En esta sociedad líquida que tan atinadamente describió Zygmunt Bauman, por la que transitamos sin anclajes morales, convivencia colectiva ni más afán personal que la compra de chucherías; en este mundo donde –como disecciona en su blog el periodista Jorge Dionisio López– descomunales corporaciones someten a los Estados según el antojo de unos pocos tiranos cresos y emboscados; en este planeta descreído ya de utopías, donde en lugar de conducirnos por la máxima vital del filósofo Javier Gomá («Compórtate de tal manera que tu muerte sea injusta») preferimos anestesiar nuestra virtud reflexiva con cualquier pijada televisiva; en esta tierra loca y agnóstica de sí misma, en definitiva, Cantabria se enfrenta durante estos días a un dilema ontológico de una dimensión fantabulosa: el cura de Galizano no quiere que los Reyes Magos den los regalos a los niños dentro de la iglesia del pueblo. No responde a capricho: el sacerdote está dispuesto a permitir ‘inside’ del templo «la Adoración» que los excursionistas de Oriente ofrecen al dios recién nacido, pero no la entrega de obsequios a las criaturas paganas de la localidad. Los vecinos dicen que el anterior cura les dejaba. El nuevo cura dice que el Obispado no le deja a él. Nosotros no podemos dejarlo pasar.
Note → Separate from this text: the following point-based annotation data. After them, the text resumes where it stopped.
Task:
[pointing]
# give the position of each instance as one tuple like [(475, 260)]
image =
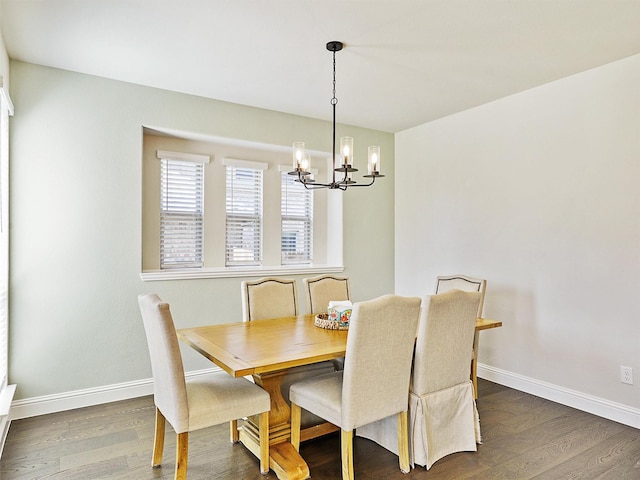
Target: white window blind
[(297, 222), (243, 237), (181, 210)]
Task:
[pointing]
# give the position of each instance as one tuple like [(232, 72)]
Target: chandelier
[(343, 162)]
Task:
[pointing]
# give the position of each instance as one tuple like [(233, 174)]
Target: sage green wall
[(76, 150)]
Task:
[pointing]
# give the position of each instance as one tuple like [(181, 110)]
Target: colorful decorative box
[(337, 316)]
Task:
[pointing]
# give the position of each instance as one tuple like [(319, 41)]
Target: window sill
[(189, 274)]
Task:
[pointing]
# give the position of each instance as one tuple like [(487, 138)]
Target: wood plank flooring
[(524, 437)]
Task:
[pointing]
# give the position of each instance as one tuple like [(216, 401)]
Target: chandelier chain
[(334, 100)]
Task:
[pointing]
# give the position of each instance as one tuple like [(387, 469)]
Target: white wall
[(76, 181), (539, 193)]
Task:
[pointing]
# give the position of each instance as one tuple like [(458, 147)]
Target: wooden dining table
[(267, 349)]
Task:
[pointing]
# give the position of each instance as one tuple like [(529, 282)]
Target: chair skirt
[(440, 423)]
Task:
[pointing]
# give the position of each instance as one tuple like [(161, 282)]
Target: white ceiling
[(405, 62)]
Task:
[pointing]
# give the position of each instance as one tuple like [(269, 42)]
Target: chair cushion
[(323, 394), (218, 398)]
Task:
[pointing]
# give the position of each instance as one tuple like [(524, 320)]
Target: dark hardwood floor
[(524, 437)]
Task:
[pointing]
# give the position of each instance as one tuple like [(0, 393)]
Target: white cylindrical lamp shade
[(346, 150), (298, 155), (374, 160)]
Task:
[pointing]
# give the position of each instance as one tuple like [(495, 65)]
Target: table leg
[(284, 460), (474, 364)]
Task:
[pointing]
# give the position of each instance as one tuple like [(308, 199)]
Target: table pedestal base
[(284, 460)]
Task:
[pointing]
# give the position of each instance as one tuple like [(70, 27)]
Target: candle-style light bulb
[(374, 160), (305, 165)]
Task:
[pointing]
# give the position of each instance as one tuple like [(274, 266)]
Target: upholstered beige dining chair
[(320, 290), (323, 289), (273, 297), (465, 283), (198, 402), (443, 418), (375, 381), (269, 297)]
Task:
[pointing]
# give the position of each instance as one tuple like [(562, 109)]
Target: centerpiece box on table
[(337, 316)]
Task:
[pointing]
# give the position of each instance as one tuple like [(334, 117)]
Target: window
[(232, 216), (181, 210), (297, 222), (243, 230)]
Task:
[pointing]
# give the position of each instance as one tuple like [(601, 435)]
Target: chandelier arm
[(373, 179)]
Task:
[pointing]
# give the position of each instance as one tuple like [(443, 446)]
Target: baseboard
[(6, 397), (32, 407), (572, 398)]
Recordemos que este rito ya nació arcano. Más allá de la boutade de la mirra, y de lo extraño de agasajar con una fragancia ambientadora a una familia paupérrima alojada en una covacha, las Sagradas Escrituras no aclaran por ninguno de sus versículos qué hizo San José con el oro recibido. Tampoco existe hermenéutica ni hagiografía al respecto. Del cual silencio eclesiástico podemos colegir que lo importante de aquel acontecimiento no fueron las dádivas al rey mundano, sino la postración ante el dios alumbrado. Ergo, el cura de Galizano tiene razón. Los regalos, afuera. Pero entonces, ¿para qué sirve una Iglesia? ¿Qué es un templo, una Casa de Dios, sino un albergue de hospitalidad infinita? Si se le sustrae dicha condición, las iglesias pueden acabar como las Casas del Pueblo socialistas: solo las visitan los parientes de las siglas. Y por otro lado, ¿por qué necesitan la iglesia los parroquianos y sobre qué axioma sustentan su demanda? ¿Cuántos son tan creyentes y cumplidores como para cuestionar al Obispado, cuántos piensan acudir a Misa de Gallo? Si se toman la Cabalgata como una fiesta popular, pues que la celebren definitivamente como tal, o sea definitivamente laica. Que como todo el mundo sabe es la perra que viajó al espacio.